Thursday 10 November 2016

Hell or High Water

Two brothers are robbing banks in West Texas. Only small amounts, only what's in the till, nothing too substantial. Two Texas Rangers are on their trail. But what motivates them and what will become of them is the meat of this engaging thriller-drama. It's clearly got modern-western influences (the depleted nature of the rural communities, the Nick Cave/Warren Ellis soundtrack, even Jeff Bridges performance, which is not wildly far away from his "True Grit" performance even if a tad less mumbly).

But most of all this is a vehicle from some great performances - Chris Pine stands out as the somewhat more decent brother, solid and true, but Ben Foster also enjoys his moments as the more improvisational-wild-card brother.

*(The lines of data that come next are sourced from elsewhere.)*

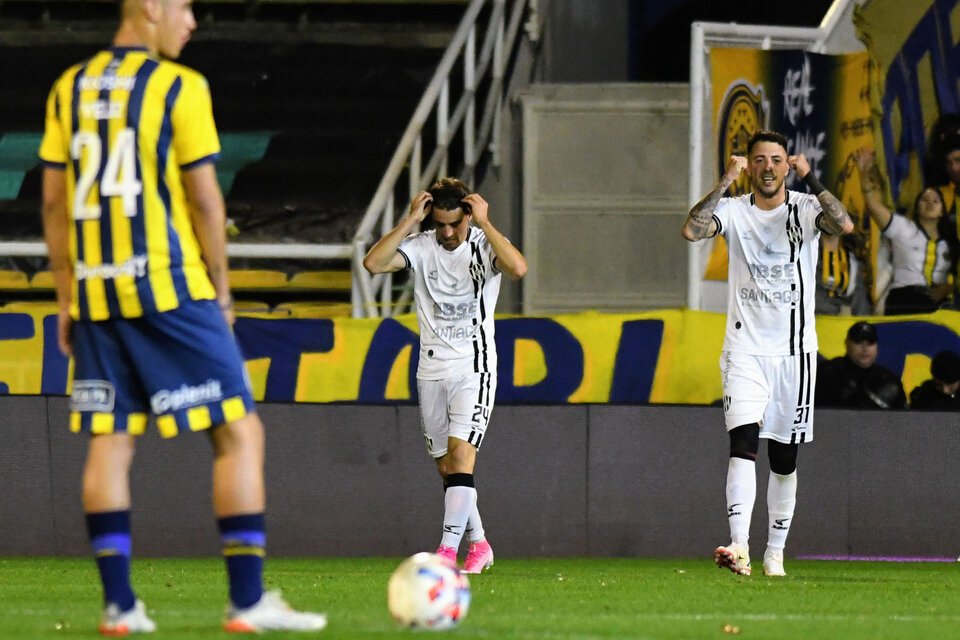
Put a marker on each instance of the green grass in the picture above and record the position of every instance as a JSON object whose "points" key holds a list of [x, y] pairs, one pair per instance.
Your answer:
{"points": [[552, 599]]}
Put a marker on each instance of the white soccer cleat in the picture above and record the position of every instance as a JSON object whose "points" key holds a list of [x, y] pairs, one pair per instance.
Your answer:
{"points": [[773, 563], [272, 613], [118, 623], [735, 557], [479, 558]]}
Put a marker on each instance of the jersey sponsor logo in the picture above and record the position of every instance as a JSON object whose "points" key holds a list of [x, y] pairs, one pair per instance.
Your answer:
{"points": [[457, 333], [93, 395], [166, 400], [785, 273], [452, 312], [135, 266], [776, 298]]}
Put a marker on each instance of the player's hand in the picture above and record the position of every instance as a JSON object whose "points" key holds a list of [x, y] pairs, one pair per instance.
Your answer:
{"points": [[799, 164], [735, 166], [479, 208], [226, 308], [865, 159], [65, 332], [420, 205]]}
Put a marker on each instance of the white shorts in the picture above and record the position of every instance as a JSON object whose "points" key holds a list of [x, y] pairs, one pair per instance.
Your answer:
{"points": [[457, 407], [774, 391]]}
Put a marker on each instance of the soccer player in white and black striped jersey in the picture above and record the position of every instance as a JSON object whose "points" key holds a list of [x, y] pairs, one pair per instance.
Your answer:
{"points": [[768, 363], [456, 269]]}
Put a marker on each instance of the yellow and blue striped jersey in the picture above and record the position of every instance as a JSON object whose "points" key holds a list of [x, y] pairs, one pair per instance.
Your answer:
{"points": [[123, 125]]}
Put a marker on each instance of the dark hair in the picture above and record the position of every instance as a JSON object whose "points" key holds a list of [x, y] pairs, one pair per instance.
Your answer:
{"points": [[945, 367], [764, 135], [448, 194]]}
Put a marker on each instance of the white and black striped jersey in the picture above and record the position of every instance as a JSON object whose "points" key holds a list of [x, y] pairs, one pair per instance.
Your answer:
{"points": [[456, 294], [771, 275], [917, 259]]}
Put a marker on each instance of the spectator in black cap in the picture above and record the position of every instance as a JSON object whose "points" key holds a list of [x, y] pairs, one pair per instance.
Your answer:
{"points": [[855, 380], [940, 392]]}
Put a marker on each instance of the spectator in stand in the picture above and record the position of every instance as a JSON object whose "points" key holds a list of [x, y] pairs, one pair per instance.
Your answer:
{"points": [[840, 286], [940, 392], [921, 244], [855, 380]]}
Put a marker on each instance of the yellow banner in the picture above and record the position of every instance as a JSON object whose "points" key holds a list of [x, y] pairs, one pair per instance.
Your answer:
{"points": [[657, 357]]}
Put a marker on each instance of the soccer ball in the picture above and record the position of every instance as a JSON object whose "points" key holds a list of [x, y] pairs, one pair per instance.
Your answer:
{"points": [[426, 592]]}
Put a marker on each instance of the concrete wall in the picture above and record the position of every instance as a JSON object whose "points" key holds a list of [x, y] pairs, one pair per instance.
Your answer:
{"points": [[559, 480]]}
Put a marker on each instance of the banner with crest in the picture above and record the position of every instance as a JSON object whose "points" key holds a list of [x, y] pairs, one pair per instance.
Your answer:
{"points": [[821, 103]]}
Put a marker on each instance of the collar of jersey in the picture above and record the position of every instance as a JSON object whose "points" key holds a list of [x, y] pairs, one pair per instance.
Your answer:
{"points": [[129, 49]]}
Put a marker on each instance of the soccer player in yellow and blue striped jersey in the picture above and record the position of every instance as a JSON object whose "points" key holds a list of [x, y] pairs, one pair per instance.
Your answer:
{"points": [[135, 227]]}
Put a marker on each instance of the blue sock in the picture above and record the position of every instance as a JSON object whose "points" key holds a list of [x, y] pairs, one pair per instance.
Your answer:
{"points": [[244, 547], [109, 533]]}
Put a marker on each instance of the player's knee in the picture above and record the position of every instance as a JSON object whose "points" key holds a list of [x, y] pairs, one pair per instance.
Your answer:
{"points": [[240, 437], [460, 457], [783, 457], [745, 441]]}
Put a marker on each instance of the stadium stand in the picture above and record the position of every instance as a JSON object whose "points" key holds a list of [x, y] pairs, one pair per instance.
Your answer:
{"points": [[310, 99]]}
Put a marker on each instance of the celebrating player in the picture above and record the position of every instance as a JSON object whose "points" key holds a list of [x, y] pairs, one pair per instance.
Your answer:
{"points": [[134, 223], [457, 271], [769, 358]]}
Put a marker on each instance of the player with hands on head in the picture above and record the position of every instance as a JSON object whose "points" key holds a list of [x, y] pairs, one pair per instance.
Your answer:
{"points": [[768, 362], [920, 241], [456, 269], [134, 222]]}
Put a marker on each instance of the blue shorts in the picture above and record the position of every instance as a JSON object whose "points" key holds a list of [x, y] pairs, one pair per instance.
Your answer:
{"points": [[183, 365]]}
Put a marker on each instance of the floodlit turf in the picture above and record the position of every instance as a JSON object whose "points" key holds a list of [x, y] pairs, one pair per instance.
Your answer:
{"points": [[552, 599]]}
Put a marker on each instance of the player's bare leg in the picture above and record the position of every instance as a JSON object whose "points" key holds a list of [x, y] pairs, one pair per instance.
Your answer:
{"points": [[106, 501], [460, 499], [741, 493], [239, 502]]}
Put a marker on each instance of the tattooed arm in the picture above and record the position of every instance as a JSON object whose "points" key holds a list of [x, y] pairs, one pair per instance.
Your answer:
{"points": [[836, 220], [700, 223]]}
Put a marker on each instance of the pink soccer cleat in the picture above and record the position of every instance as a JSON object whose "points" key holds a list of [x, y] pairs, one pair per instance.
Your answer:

And Bridges and Gil Bermingham have a lovely give-and-take companionship as the two rangers - while having Bridges be just-short-of-retirement should feel slightly cliched at this point, it mostly serves to let him be slightly outmoded and a little carefree in how he goes about his work, with Bermingham largely being his straight-man companion.

There is a pure rage that's boiling just under this about the unconscionable nature of banking in destroying rural communities, but it's never quite at the polemic level, instead letting this be about the people and the story. And this is a solidly engaging story, well told, and well worth catching.